Le dije que no, de palabra, pero le di a entender con el gesto que me daba igual lo que fuera. No debió captarlo porque continuó:
-A la chica enferma de al lado. ¿Cómo? ¿No ha oído nada? Llevaba semanas enferma y ahora...
Casi salto sobre ella.
» -Y ahora... -grité-, y ahora ¿qué?
» -Está muerta.
» Pero aún hay algo más. A mitad de la noche, según supe más tarde, la chica se había despertado de un largo estupor, tras una semana de delirio, y había pedido -éste fue su último deseo- que llevaran su cama al extremo opuesto de la habitación. Los que la cuidaban consideraron la petición un desvarío más de su delirio, pero accedieron a ella. Y en ese lugar aquella pobre alma agonizante había realizado la débil aspiración de intentar restaurar una comunicación rota, un dorado hilo de sentimiento entre su inocencia y mi vil mons­truosidad, que se empeñaba en profesar una lealtad brutal y ciega a la ley del Ego.

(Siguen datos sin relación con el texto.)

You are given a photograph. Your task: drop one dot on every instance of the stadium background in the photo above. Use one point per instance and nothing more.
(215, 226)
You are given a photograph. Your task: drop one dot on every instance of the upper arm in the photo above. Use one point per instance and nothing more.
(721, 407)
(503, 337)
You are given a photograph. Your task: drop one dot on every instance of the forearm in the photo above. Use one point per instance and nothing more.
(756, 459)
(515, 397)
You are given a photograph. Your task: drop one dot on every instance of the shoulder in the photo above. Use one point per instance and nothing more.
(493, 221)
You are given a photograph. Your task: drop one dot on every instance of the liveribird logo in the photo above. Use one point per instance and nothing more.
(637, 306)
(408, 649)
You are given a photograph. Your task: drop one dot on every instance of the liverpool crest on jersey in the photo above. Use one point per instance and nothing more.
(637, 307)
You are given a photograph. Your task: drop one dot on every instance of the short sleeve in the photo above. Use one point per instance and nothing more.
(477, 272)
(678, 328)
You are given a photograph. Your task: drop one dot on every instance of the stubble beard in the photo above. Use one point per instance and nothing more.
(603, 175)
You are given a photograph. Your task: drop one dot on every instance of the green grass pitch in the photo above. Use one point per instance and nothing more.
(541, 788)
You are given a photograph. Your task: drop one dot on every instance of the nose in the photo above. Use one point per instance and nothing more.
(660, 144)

» ¿Cómo podía reparar mi error? ¿Se pueden decir misas. por el descanso de almas que, en noches como ésta, están lejos, «por espíritus que son llevados de acá para allá por vientos caprichosos», y que aparecen en la tormenta y la oscuridad con signos y presagios que sugieren recuerdos y augurios de condenación?
» Esta ha sido su tercera visita. La primera vez fui escéptico y verifiqué por métodos naturales el carácter del incidente; la segunda, respondí a los golpes, varias veces repetidas, pero sin resultado alguno. Esta noche se completa la «tríada fatal» de la que habla Parapelius Necromantius. Es todo lo que puedo decir.
Cuando hubo terminado su relato no encontré nada importante que decir, y preguntar habría sido una impertinencia terrible. Me levanté y le di las buenas noches de tal forma que pudiera captar la compasión que sentía por él; en señal de agradecimien­to me dio un silencioso apretón de manos. Aquella noche, en la soledad de su tristeza y remordimiento, entró en el reino de lo Desconocido.